# Looking for a fixed wheel frame.



## Milkfloat (23 Aug 2018)

i seem to have really got my seatpost stuck in my Holdswortg La Quelda frame, despite trying a lot of different techniques to free it, I have failed.

Therefore, I am looking for a replacement. It needs to be big, 25”, 58cm or above as I am 6’4”. Ideally it would be another La Quelda as it has everything I need; track-ends, drilled for brakes, bottle cage bosses and rack mount.
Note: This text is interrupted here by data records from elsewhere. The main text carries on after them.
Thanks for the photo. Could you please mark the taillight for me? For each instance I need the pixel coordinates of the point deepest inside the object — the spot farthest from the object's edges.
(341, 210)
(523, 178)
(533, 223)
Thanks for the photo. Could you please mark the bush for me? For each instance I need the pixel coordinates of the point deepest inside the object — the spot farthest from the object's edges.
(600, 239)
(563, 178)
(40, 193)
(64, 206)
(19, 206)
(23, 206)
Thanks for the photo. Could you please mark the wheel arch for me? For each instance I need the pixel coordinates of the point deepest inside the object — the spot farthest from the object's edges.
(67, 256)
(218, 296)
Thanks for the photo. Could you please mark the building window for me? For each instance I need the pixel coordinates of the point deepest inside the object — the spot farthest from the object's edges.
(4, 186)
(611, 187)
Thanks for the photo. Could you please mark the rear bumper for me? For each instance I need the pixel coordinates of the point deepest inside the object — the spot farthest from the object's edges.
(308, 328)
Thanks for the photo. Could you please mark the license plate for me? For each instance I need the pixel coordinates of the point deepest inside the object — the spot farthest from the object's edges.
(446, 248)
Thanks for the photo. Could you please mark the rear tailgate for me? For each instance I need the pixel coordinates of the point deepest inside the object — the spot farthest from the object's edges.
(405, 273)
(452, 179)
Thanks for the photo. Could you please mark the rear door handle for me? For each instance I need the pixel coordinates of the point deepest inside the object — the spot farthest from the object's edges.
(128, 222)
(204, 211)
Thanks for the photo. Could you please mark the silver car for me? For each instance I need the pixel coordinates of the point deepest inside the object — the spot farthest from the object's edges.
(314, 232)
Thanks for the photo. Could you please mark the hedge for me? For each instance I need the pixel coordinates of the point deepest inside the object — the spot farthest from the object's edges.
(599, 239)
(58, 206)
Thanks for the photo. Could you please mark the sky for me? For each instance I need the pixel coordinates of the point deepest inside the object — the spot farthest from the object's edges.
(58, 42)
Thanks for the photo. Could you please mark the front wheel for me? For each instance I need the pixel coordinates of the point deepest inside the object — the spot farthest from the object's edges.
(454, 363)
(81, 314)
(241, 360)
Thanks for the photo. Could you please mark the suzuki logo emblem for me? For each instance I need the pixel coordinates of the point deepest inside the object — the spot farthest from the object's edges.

Anyone got anything suitable hanging around?


----------



## midlife (23 Aug 2018)

There's always the seat post man 

http://theseatpostman.com


----------



## Milkfloat (23 Aug 2018)

midlife said:


> There's always the seat post man
> 
> http://theseatpostman.com



Ideally I won’t have to resort to that, seeing as his charge would be more than I paid for the frameset in the first place


----------



## vickster (23 Aug 2018)

https://www.ebay.co.uk/itm/Raleigh-...832243?hash=item2144102fb3:g:TWgAAOSw8oxawS~h

https://www.ebay.co.uk/itm/Harry-Qu...431129?hash=item4d752e0199:g:l3kAAOSwRRZbGTvj

Any good?


----------



## biggs682 (24 Aug 2018)

@Milkfloat here it is Woodrup Ex track bike single speed


----------



## Milkfloat (24 Aug 2018)

biggs682 said:


> @Milkfloat here it is Woodrup Ex track bike single speed



I really like it, but I think it is too pricy for my needs.


----------



## biggs682 (24 Aug 2018)

Milkfloat said:


> I really like it, but I think it is too pricy for my needs.



it was just a thought


----------



## classic33 (9 Sep 2018)

https://www.cyclechat.net/threads/single-speed-frame-and-wheelset-for-sale.239986/


----------



## Milkfloat (9 Sep 2018)

classic33 said:


> https://www.cyclechat.net/threads/single-speed-frame-and-wheelset-for-sale.239986/


Thanks, I am now off to look for geometry charts.


----------



## Milkfloat (9 Sep 2018)

Rats, too small.


----------